Dave Levy – Ti CyclesPosted: June 2, 2011
After the visit to Chris King, we headed to a very secluded forest road in the hills overlooking Portland to take a look around Dave Levy’s Ti Cycles workshop.
My knowledge of working with titanium was patchy to say the least, so I pestered Dave for the following nuggets of information..
– Increased cleanliness is needed. Dave’s Ti tubes are cleaned abrasively inside and outside, then cleaned with an ultra-sonic cleaner before being dried carefully with towels.
– Ti has less thermal conductivity than steel, and so holds heat in one place for longer.
– Ti is more flexible than steel, so requires more flexing than steel to align a tube or frame and overcome any “memory effect” where the metal tries to return to its pre-cold-setting position. This necessitates a higher BB post on the alignment table:
– Ti is a reactive metal, and so Argon is needed to back-purge inside the tubes as well as to shield the weld area to prevent oxidisation.

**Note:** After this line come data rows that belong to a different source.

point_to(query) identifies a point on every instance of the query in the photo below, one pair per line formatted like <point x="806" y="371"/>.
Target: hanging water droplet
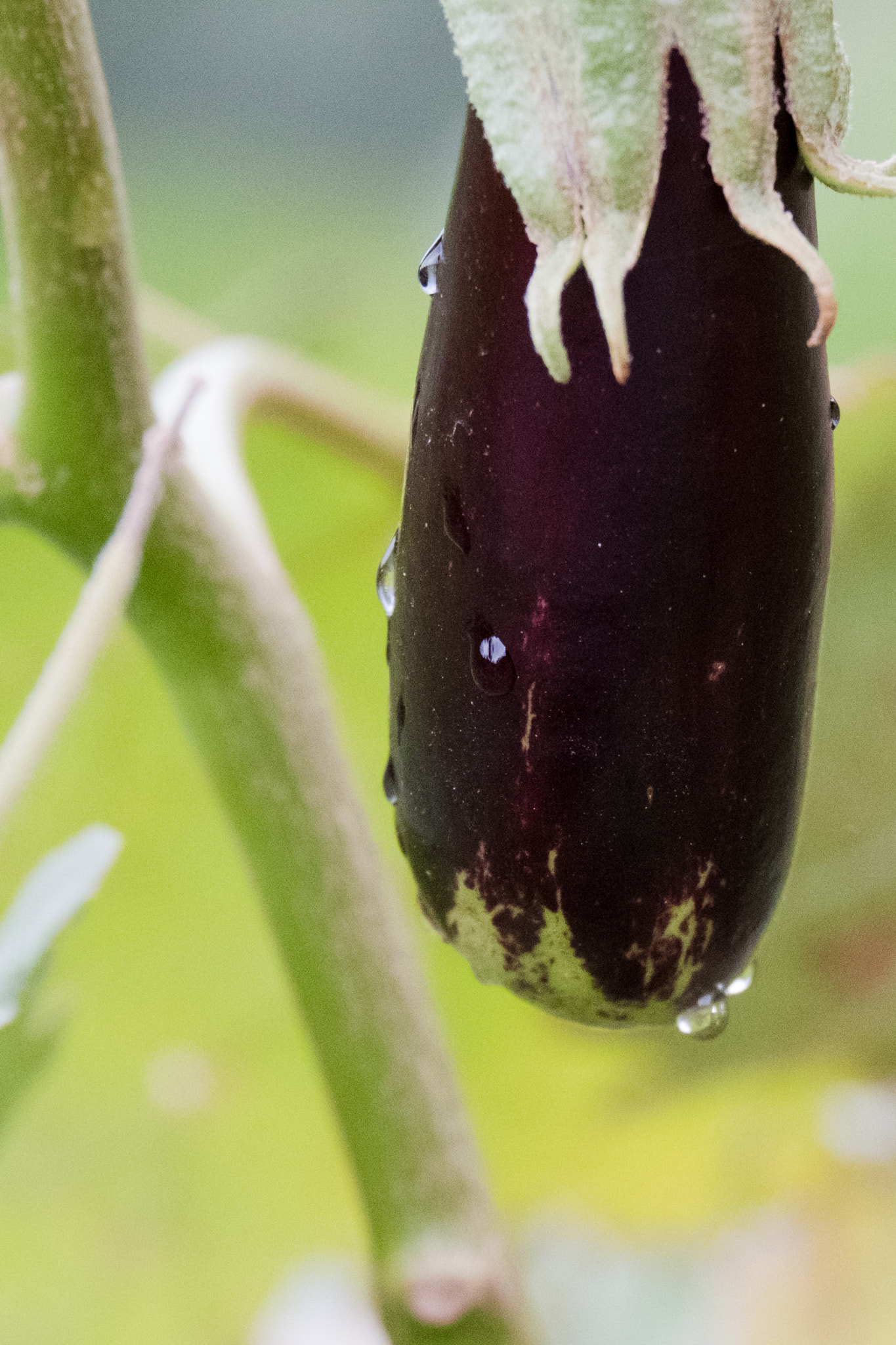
<point x="742" y="982"/>
<point x="386" y="577"/>
<point x="453" y="518"/>
<point x="490" y="665"/>
<point x="390" y="783"/>
<point x="427" y="271"/>
<point x="707" y="1019"/>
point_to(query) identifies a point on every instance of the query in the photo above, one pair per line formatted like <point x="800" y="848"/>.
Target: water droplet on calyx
<point x="707" y="1019"/>
<point x="386" y="577"/>
<point x="490" y="663"/>
<point x="427" y="271"/>
<point x="390" y="783"/>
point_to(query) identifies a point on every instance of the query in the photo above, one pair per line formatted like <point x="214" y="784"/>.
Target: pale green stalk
<point x="240" y="657"/>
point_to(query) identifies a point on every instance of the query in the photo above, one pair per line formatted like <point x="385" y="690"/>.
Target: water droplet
<point x="454" y="522"/>
<point x="492" y="666"/>
<point x="742" y="982"/>
<point x="707" y="1019"/>
<point x="386" y="577"/>
<point x="427" y="271"/>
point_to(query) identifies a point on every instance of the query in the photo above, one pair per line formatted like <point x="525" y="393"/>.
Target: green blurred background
<point x="288" y="163"/>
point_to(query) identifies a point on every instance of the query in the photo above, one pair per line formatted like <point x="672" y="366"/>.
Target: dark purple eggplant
<point x="608" y="600"/>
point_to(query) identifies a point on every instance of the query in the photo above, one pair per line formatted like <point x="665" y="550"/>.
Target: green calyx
<point x="572" y="99"/>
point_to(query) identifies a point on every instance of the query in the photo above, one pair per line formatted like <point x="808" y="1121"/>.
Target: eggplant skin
<point x="609" y="599"/>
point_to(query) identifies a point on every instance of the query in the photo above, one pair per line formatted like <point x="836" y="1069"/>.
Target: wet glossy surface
<point x="652" y="560"/>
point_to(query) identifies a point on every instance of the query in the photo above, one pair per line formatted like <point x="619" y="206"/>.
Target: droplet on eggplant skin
<point x="707" y="1019"/>
<point x="523" y="816"/>
<point x="386" y="580"/>
<point x="490" y="663"/>
<point x="390" y="783"/>
<point x="427" y="271"/>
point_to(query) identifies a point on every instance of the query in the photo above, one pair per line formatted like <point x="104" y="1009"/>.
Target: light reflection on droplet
<point x="427" y="271"/>
<point x="707" y="1019"/>
<point x="386" y="577"/>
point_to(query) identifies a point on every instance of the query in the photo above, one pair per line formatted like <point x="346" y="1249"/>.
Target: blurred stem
<point x="276" y="384"/>
<point x="240" y="657"/>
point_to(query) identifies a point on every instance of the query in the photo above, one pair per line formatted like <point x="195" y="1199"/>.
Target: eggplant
<point x="608" y="600"/>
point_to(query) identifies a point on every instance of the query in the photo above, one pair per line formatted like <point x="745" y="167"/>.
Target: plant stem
<point x="278" y="385"/>
<point x="238" y="651"/>
<point x="100" y="607"/>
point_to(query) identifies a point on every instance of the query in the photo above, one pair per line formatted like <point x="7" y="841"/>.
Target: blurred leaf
<point x="47" y="900"/>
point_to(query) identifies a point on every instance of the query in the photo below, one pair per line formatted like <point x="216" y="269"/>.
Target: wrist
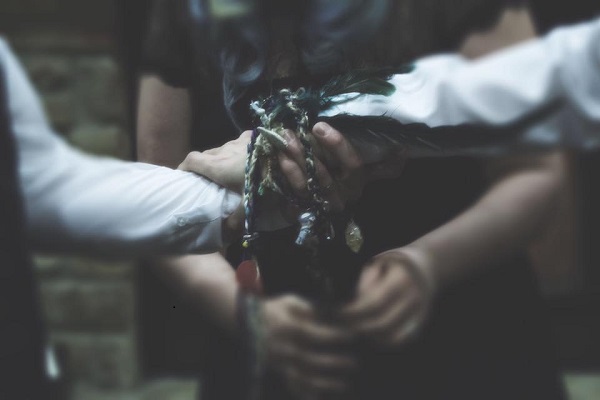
<point x="421" y="266"/>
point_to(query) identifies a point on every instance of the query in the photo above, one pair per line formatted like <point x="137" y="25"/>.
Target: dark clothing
<point x="21" y="333"/>
<point x="488" y="337"/>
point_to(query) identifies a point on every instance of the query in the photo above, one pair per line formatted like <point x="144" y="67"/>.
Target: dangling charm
<point x="354" y="239"/>
<point x="307" y="221"/>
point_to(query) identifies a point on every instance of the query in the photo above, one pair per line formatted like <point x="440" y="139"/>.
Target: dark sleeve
<point x="457" y="20"/>
<point x="167" y="50"/>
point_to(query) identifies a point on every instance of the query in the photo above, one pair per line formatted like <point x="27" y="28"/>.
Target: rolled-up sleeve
<point x="94" y="205"/>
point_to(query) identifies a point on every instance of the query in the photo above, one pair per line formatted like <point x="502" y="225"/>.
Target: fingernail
<point x="288" y="136"/>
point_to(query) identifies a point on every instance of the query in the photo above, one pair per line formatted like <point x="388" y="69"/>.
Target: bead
<point x="354" y="238"/>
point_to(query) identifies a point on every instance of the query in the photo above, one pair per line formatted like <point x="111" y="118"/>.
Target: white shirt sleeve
<point x="499" y="89"/>
<point x="80" y="203"/>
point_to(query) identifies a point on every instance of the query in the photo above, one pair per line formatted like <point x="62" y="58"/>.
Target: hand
<point x="393" y="299"/>
<point x="224" y="165"/>
<point x="311" y="355"/>
<point x="339" y="169"/>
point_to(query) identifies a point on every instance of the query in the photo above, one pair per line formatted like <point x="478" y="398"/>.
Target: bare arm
<point x="396" y="286"/>
<point x="164" y="125"/>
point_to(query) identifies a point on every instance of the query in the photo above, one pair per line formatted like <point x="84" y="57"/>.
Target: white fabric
<point x="80" y="203"/>
<point x="501" y="88"/>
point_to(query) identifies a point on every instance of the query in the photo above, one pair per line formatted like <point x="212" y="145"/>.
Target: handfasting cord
<point x="293" y="111"/>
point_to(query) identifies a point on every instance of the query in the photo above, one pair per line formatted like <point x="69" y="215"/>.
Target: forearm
<point x="81" y="203"/>
<point x="504" y="220"/>
<point x="163" y="122"/>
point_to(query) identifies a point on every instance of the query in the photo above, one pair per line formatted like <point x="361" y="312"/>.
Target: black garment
<point x="22" y="374"/>
<point x="488" y="337"/>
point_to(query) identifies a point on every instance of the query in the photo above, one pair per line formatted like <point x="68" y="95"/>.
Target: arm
<point x="397" y="286"/>
<point x="294" y="336"/>
<point x="501" y="88"/>
<point x="77" y="202"/>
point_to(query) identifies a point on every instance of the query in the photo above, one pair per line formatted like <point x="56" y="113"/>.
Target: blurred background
<point x="118" y="332"/>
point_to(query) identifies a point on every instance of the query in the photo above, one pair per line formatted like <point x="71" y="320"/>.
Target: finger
<point x="311" y="386"/>
<point x="390" y="284"/>
<point x="329" y="187"/>
<point x="390" y="321"/>
<point x="321" y="335"/>
<point x="295" y="175"/>
<point x="294" y="149"/>
<point x="342" y="154"/>
<point x="409" y="331"/>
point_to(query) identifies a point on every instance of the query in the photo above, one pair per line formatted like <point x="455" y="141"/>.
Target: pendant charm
<point x="248" y="277"/>
<point x="307" y="221"/>
<point x="354" y="239"/>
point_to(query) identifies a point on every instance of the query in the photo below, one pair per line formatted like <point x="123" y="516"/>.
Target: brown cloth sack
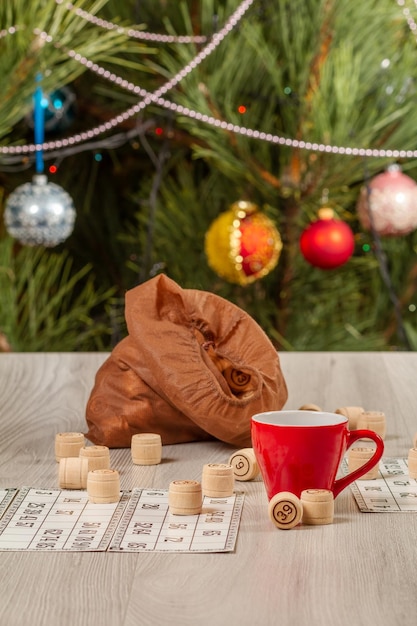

– Ti doesn’t like having a hard line pressed into it as this can cause the tube to fail from a stress fracture. That means, unlike with steel, where you can press a dent into a chainstay to give more tyre or chainring clearance:
Dave ovalizes his titanium chainstays.
This device is used to ovalize larger titanium tubes, like tandem downtubes:
– Ti is good for manipulating and ovalizing.
Most of Dave’s frames are left bare metal and just Scotchbrite finished with a Dynafile.
Here are some more pictures from around the workshop:
These next shots are from upstairs in the office area:
So, that concludes the Ti Cycles shop tour.